Program lost part of functions after 1.5 month?

JÞB · ‎01-30-2012

Coulpe of clarifications.

A Shift register passes the output of a loop back to the input (If for instance that is an error from a DAQmx read) the error will propagate throught the loop and the next DAQ read will see error in = T. Without a SR every itieration of the loop starts with the initial value of error in and any errors inside the loop are essentially ignored (Ignoring errors is not ideal)

DAQmx reads and buffers: essentially there are two flavors: "nChan continuous" and "nChan Nsample on demand"

with "nChan Nsample on demand" acquisition starts when you "Demand" the samples. A "Read" actually starts the acquisition and collects the number of samples requested and returns the samples (or times-out) after all samples are read no more acquisitions take place.

"nChan continuous" when started this type takes samples at a regular rate and puts them in the transfer buffer where the samples sit untill "Read" from the buffer. They are read out oldest to newest so the samples returned from your read are allways the oldest available. If you don't read as fast as the samples are aqcuired the buffer gets full and starts overwriting old data that has not been read and when you attempt to read them DAQmx throws an error and tells you you got data that was overwriten.

SO, if you have a continuous task and something starts slowing down the loop that reads the buffer (Like data files getting LARGE) you may get to a condition where the read can no longer keep up with the sample rate. Enough of that and you get an ovrerun.

"Should be" isn't "Is" -Jay

Harry.W · ‎01-31-2012

Jeff,

Sorry for the late reply I was on a B-trip yesterday.

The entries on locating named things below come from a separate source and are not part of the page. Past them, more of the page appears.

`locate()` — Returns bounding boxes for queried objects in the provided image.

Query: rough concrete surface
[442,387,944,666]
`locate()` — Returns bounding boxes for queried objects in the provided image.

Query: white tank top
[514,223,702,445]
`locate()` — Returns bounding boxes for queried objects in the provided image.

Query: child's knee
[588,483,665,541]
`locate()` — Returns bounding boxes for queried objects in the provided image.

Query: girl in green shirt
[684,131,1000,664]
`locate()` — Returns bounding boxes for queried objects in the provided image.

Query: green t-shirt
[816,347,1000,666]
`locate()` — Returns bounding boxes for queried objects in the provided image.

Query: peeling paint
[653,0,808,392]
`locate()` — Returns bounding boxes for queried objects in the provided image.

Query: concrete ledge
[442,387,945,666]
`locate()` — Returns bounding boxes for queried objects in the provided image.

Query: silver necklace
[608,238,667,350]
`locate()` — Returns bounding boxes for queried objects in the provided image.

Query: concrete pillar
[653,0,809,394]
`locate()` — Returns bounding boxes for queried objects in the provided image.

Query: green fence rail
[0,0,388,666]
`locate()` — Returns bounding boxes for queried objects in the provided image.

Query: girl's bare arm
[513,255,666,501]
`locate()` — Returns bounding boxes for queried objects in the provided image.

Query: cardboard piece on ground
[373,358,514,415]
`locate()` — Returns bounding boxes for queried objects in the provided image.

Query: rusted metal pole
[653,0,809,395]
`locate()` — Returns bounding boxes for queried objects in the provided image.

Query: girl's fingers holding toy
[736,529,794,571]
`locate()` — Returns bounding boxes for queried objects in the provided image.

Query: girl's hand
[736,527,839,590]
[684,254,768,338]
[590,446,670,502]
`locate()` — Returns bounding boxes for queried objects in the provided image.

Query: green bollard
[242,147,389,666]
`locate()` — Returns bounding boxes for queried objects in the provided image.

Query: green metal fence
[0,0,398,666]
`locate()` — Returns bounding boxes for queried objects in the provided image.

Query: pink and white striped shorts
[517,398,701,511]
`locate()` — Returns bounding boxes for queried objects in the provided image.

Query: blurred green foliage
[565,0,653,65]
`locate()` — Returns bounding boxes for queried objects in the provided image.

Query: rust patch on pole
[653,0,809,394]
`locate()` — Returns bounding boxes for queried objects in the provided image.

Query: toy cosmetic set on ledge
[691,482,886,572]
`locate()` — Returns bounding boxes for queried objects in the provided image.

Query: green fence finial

Thank for the detailed explaination. In my case, I am doing the while loop every 5 seconds, and I read only 10 points @ 1KHz. This should be sufficient in terms of buffer size and reading speed etc, right?

Anyhow, like I said I just throw these out to see if there is any other potential issues. Thanks again for your help!

Rgds,

Harry

Harry.W · ‎03-28-2012

It happened again...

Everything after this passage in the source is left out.